Alcoa Falls to Lowest in 5 Months Before Reporting Earnings PDF Print E-mail
07/08/2008

By Dale Crofts (Bloomberg)

July 8 -- Alcoa Inc. (NYSE: AA), the world's third-largest aluminum producer, fell to the lowest in more than five months in New York trading before reporting second-quarter profit, which analysts expect to decline.

Alcoa slipped $1.36, or 4.1 percent, to $32.03 as of 12:49 p.m. in New York Stock Exchange composite trading. The shares earlier dropped to $31.02, the lowest since Jan. 28.

Alcoa is expected to say later today that second-quarter profit excluding some items fell to 65 cents per share, the average estimate of 16 analysts in a Bloomberg survey, amid rising costs for energy and raw materials used to make aluminum.
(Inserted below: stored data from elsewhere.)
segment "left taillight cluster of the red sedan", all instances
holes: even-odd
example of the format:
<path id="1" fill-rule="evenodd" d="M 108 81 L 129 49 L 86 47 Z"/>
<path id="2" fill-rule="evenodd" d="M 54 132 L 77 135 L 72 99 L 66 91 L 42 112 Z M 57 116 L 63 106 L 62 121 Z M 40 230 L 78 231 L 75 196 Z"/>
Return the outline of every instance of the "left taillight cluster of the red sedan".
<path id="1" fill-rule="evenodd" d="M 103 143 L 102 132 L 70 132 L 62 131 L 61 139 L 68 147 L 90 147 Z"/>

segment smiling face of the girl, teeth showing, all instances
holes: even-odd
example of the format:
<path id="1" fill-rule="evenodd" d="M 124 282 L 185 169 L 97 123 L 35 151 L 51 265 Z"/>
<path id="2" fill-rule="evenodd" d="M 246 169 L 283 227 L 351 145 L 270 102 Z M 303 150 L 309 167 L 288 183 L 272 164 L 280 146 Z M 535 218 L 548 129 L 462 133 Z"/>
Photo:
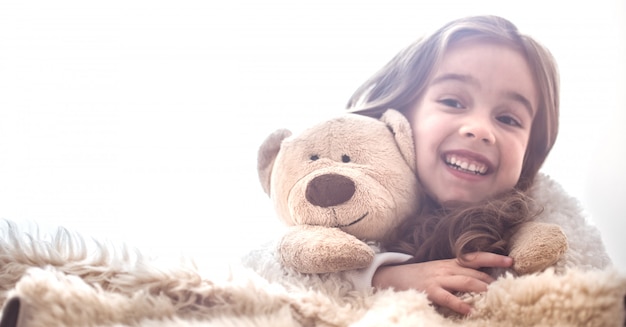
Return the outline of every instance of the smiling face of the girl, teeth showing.
<path id="1" fill-rule="evenodd" d="M 522 54 L 506 45 L 450 47 L 407 114 L 417 171 L 438 203 L 477 202 L 519 180 L 537 91 Z"/>

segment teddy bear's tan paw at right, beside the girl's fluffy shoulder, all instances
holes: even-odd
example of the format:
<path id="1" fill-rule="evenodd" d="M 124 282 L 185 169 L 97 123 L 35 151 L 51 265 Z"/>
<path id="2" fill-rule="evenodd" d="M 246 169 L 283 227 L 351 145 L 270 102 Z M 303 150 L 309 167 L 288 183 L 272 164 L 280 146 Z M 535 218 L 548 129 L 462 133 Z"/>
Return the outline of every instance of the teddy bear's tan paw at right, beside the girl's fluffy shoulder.
<path id="1" fill-rule="evenodd" d="M 568 248 L 567 236 L 555 224 L 526 223 L 511 239 L 513 270 L 531 274 L 554 265 Z"/>

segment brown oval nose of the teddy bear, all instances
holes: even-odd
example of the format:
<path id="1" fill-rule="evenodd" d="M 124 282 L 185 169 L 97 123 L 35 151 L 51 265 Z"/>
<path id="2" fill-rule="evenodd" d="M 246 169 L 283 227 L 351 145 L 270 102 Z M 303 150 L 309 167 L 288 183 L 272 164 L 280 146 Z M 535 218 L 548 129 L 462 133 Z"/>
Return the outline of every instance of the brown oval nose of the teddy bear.
<path id="1" fill-rule="evenodd" d="M 354 195 L 354 182 L 342 175 L 325 174 L 313 178 L 306 188 L 306 199 L 318 207 L 342 204 Z"/>

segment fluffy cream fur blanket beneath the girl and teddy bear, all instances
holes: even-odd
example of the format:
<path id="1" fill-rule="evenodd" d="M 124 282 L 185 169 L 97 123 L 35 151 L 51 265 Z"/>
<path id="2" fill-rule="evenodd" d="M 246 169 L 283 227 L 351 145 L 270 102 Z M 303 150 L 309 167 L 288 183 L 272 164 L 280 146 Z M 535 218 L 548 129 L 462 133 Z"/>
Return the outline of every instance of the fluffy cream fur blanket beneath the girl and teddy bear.
<path id="1" fill-rule="evenodd" d="M 572 221 L 564 225 L 570 252 L 553 269 L 505 275 L 484 294 L 466 294 L 474 303 L 468 317 L 444 317 L 420 292 L 357 292 L 338 274 L 285 271 L 271 247 L 252 252 L 247 266 L 230 267 L 227 276 L 208 276 L 191 263 L 161 265 L 108 245 L 89 254 L 79 235 L 29 236 L 7 222 L 0 234 L 0 327 L 623 326 L 626 276 L 606 267 L 601 242 L 585 242 L 584 235 L 597 235 L 577 204 L 556 198 L 548 179 L 541 183 L 535 194 L 566 200 L 546 206 L 540 219 Z"/>

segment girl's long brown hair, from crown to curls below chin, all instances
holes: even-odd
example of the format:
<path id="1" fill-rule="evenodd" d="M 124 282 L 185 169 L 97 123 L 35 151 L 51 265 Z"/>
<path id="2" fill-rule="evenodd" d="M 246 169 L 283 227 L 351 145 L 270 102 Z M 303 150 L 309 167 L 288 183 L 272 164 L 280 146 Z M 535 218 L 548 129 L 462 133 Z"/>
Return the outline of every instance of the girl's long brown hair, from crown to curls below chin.
<path id="1" fill-rule="evenodd" d="M 535 214 L 524 191 L 556 141 L 559 77 L 555 60 L 541 44 L 496 16 L 458 19 L 409 45 L 356 90 L 348 110 L 375 117 L 389 108 L 406 114 L 423 95 L 446 50 L 467 40 L 495 42 L 519 51 L 533 74 L 538 108 L 515 189 L 483 203 L 446 204 L 445 208 L 429 200 L 419 218 L 405 221 L 384 242 L 387 250 L 415 255 L 415 261 L 453 258 L 470 251 L 505 254 L 512 231 Z"/>

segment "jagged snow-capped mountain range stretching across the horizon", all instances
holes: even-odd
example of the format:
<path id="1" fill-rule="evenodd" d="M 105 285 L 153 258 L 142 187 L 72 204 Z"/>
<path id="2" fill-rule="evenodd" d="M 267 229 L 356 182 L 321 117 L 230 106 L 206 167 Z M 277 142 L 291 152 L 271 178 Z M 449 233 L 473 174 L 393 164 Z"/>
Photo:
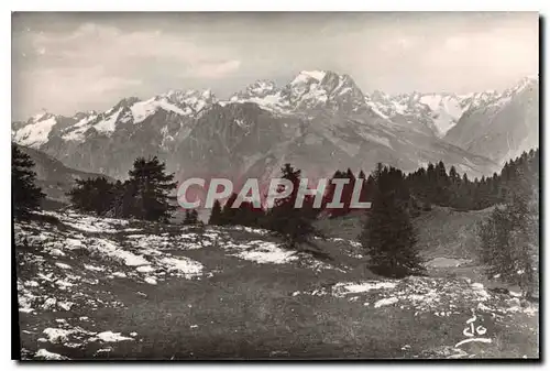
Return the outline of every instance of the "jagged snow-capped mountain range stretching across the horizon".
<path id="1" fill-rule="evenodd" d="M 179 178 L 268 178 L 285 162 L 310 177 L 370 172 L 377 162 L 413 171 L 440 160 L 480 177 L 538 146 L 538 77 L 502 92 L 366 95 L 349 75 L 304 70 L 282 87 L 257 80 L 226 100 L 170 90 L 105 112 L 41 112 L 13 122 L 12 141 L 116 178 L 151 155 Z"/>

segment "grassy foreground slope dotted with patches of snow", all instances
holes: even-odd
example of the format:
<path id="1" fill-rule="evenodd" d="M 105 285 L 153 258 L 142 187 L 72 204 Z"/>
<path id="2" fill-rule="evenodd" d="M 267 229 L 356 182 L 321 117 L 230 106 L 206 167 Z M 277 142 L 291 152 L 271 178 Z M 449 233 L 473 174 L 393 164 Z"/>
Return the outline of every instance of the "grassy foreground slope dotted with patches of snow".
<path id="1" fill-rule="evenodd" d="M 253 250 L 250 247 L 253 240 L 276 242 L 254 231 L 183 230 L 177 226 L 131 222 L 123 227 L 112 225 L 116 232 L 107 233 L 75 229 L 75 223 L 66 220 L 21 225 L 16 238 L 26 236 L 26 243 L 18 249 L 18 283 L 37 283 L 24 286 L 25 293 L 34 295 L 23 295 L 31 297 L 30 307 L 34 310 L 20 312 L 23 354 L 33 358 L 38 349 L 47 349 L 78 359 L 538 357 L 538 315 L 519 309 L 508 296 L 491 294 L 488 299 L 480 301 L 463 280 L 405 280 L 395 283 L 395 290 L 332 295 L 339 282 L 380 280 L 365 270 L 364 259 L 356 258 L 361 251 L 348 241 L 353 238 L 351 230 L 356 222 L 353 219 L 350 217 L 340 221 L 339 228 L 331 228 L 332 232 L 348 233 L 342 234 L 346 239 L 334 239 L 332 234 L 332 239 L 319 241 L 333 258 L 327 262 L 332 269 L 315 269 L 311 259 L 308 263 L 258 264 L 234 257 L 241 250 L 227 249 L 232 244 Z M 442 220 L 429 216 L 421 220 L 435 222 L 435 219 Z M 44 227 L 51 232 L 45 240 L 29 238 L 37 236 Z M 141 231 L 127 231 L 128 228 Z M 129 237 L 135 233 L 162 240 L 144 244 L 154 245 L 154 253 L 202 263 L 204 274 L 184 279 L 165 266 L 154 265 L 158 282 L 152 285 L 144 281 L 151 273 L 136 273 L 134 266 L 95 249 L 97 240 L 108 239 L 150 261 L 155 259 L 133 242 L 140 238 Z M 218 237 L 211 239 L 211 233 Z M 191 242 L 180 239 L 183 234 L 194 236 L 195 242 L 202 245 L 193 248 Z M 85 247 L 68 249 L 70 239 L 82 241 Z M 52 247 L 65 255 L 53 254 Z M 70 269 L 55 264 L 59 262 Z M 85 264 L 103 271 L 87 270 Z M 113 272 L 123 272 L 127 277 L 112 277 Z M 74 285 L 61 290 L 58 280 Z M 437 299 L 429 299 L 433 293 L 438 293 Z M 413 295 L 419 295 L 420 301 L 415 302 Z M 44 306 L 52 297 L 75 304 L 69 310 Z M 373 305 L 388 297 L 398 297 L 399 302 Z M 470 343 L 459 350 L 453 346 L 464 338 L 462 331 L 472 308 L 493 343 Z M 46 328 L 79 327 L 90 334 L 80 331 L 63 341 L 48 341 L 43 334 Z M 138 335 L 133 340 L 120 342 L 94 339 L 91 332 L 106 330 L 131 338 L 131 332 Z"/>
The company earned 81 cents a share a year earlier.

"Costs re-accelerated across the global mining and metals industry in the second quarter, and we expect this will be a defining aspect of the industry's results," Fraser Phillips, an analyst at RBC Capital Markets in Toronto, wrote in a note to investors on July 4. "Increases in energy, caustic soda and coke should feature prominently in Alcoa's results."

Alcoa tracked declines in metals and mining companies amid speculation that slowing global growth may hurt demand for commodities. The eight-company Standard & Poor's 500 Metals & Mining Index dropped as much as 6.8 percent.

Aluminum for delivery in three months fell $164, or 5 percent, to $3,144 a metric ton in London today, after rising to a record yesterday.

"This is a pullback in sympathy with commodity prices," said Chip Hanlon, president of Huntington Beach, California-based Delta Global Advisors Inc. "Also, if it's a general bear market, mining stocks will be sold down regardless. It's getting to the 'baby out with the bathwater' stage."

Century Aluminum Co. (NSDQ: CENX), the second-largest U.S. producer of the metal, fell the most in more than two years today after the company said it will pay $1.71 billion to cancel forward sales contracts with Glencore International AG, its largest shareholder. Monterey, California-based Century plans to sell as many as 7.48 million shares to help fund the transaction.